Man kann einen Abgrund nicht in zwei kleinen Sprüngen überqueren.
David Lloyd George
Du stehst am Rand eines Bergsees. Das Wasser ist dunkelblau und absolut eisig. Der Sommer brennt auf deiner Haut. Du weißt ganz genau, dass die Abkühlung herrlich sein wird. Und trotzdem steckst du erst nur den großen Zeh hinein. Du zuckst zurück. Du gehst bis zu den Knien ins Wasser und leidest schrecklich. Du zögerst den Schmerz künstlich in die Länge.
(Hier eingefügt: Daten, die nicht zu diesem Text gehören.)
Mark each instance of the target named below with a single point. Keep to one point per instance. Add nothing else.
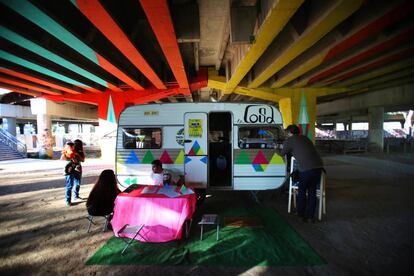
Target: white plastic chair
(321, 192)
(293, 186)
(128, 229)
(293, 190)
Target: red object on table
(163, 217)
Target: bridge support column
(11, 125)
(376, 128)
(300, 109)
(44, 136)
(109, 108)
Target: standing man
(160, 176)
(310, 167)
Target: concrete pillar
(300, 109)
(10, 122)
(376, 128)
(44, 136)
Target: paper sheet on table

Veränderungen und harte Entscheidungen funktionieren genau wie dieser Bergsee. Ein radikaler Jobwechsel. Das Beenden einer toxischen Freundschaft. Der Start in die Selbstständigkeit. Es gibt keinen Weg, diese Dinge angenehm oder in kleinen schmerzlosen Schritten zu erledigen. Wer versucht sich langsam an die Kälte zu gewöhnen, leidet stundenlang.
Die Schockstarre deines Systems ist bei einem Sprung absolut identisch, egal ob du lange nachdenkst oder sofort handelst. Der Unterschied liegt nur in der Dauer der Qual. Potenzialentfaltung erfordert den Mut zum sofortigen Kopfsprung. Du frierst extrem für exakt fünf Sekunden. Und danach schwimmst du frei.
In welches eiskalte Problem gehst du seit Wochen quälend langsam nur zentimeterweise hinein, anstatt endlich mit dem Kopf voran zu springen?